Tuesday, June 10, 2008

The Brain on (Lots of) Marijuana

By Sarah Baldauf
Posted June 2, 2008

Marijuana's effect on the brain is far from understood, but Australian research published Monday in the Archives of General Psychiatry suggests that very heavy long-term smoking might be associated with structural changes in two areas of the brain rich in receptors to the drug. The hippocampus, believed to regulate emotion and memory, and the amygdala, which plays a role in aggression and fear, were smaller—12 percent and 7 percent, respectively—in a group that smoked at least five joints daily for at least the past 10 years (and, on average, 20 years) when compared to a nonsmoking group.

Users also showed more signs of sub-threshold psychotic symptoms compared with those in the group that abstained. And on tests of memory and verbal ability, they performed more poorly. "Our findings suggest that everyone is vulnerable to potential changes in the brain, some memory problems, and psychiatric symptoms if they use heavily enough and for long enough," says lead author Murat Yucel of the ORYGEN Research Centre and Melbourne Neuropsychiatry Centre at the University of Melbourne. Pot has been in the news lately for other reasons, too: a government report on a possible connection between pot smoking and depression and also the possible link between heart disease risk and marijuana use.

But it's way too early for parents to conclude that pot deteriorates the brain, cautions Scott Swartzwelder, professor of psychiatry and behavioral sciences at Duke University whose own research focuses on substance abuse and the adolescent brain. "Scientifically, it's a very limited set of data," he says. The study was tiny—it covered only 15 pot smokers and 16 abstainers—and looked at extreme behavior, so "I'm not sure how relevant it is to the general public," says Swartzwelder, who is coauthor of Just Say Know: Talking to Kids About Drugs and Alcohol and Buzzed: The Straight Facts About the Most Used and Abused Drugs From Alcohol to Ecstasy (an updated third edition is being released in August). An earlier U.S. News story looked at some of the science on pot and how it relates to the developing brain.

Yucel acknowledges that the size of the group is an issue, noting the difficulty of finding subjects who smoked a lot of pot but didn't also do other drugs or have medical or psychological issues. Another unanswered question, says Swartzwelder, is the importance of the size of a person's hippocampus and amygdala. "It's tempting to say smaller is worse, but that's a trap. You don't know with any degree of certainty that these pot smokers didn't have smaller brain structures to begin with—maybe they have smaller hippocampus and amygdala, and that's what motivates them to smoke pot in the first place."
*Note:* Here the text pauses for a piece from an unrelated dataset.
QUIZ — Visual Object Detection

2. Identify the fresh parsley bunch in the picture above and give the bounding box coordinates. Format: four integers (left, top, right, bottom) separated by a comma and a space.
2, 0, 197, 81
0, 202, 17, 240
An important unaddressed question from parents' point of view is whether the brain differences were a result of how long the men had smoked or how young they were when they began smoking regularly. "We know the younger brain is still maturing and therefore generally more susceptible to the harmful effects of drugs," Yucel says. Emerging research about marijuana, says Swartzwelder, suggests that the drug may have far more powerful effects on the teenage brain than on that of an adult.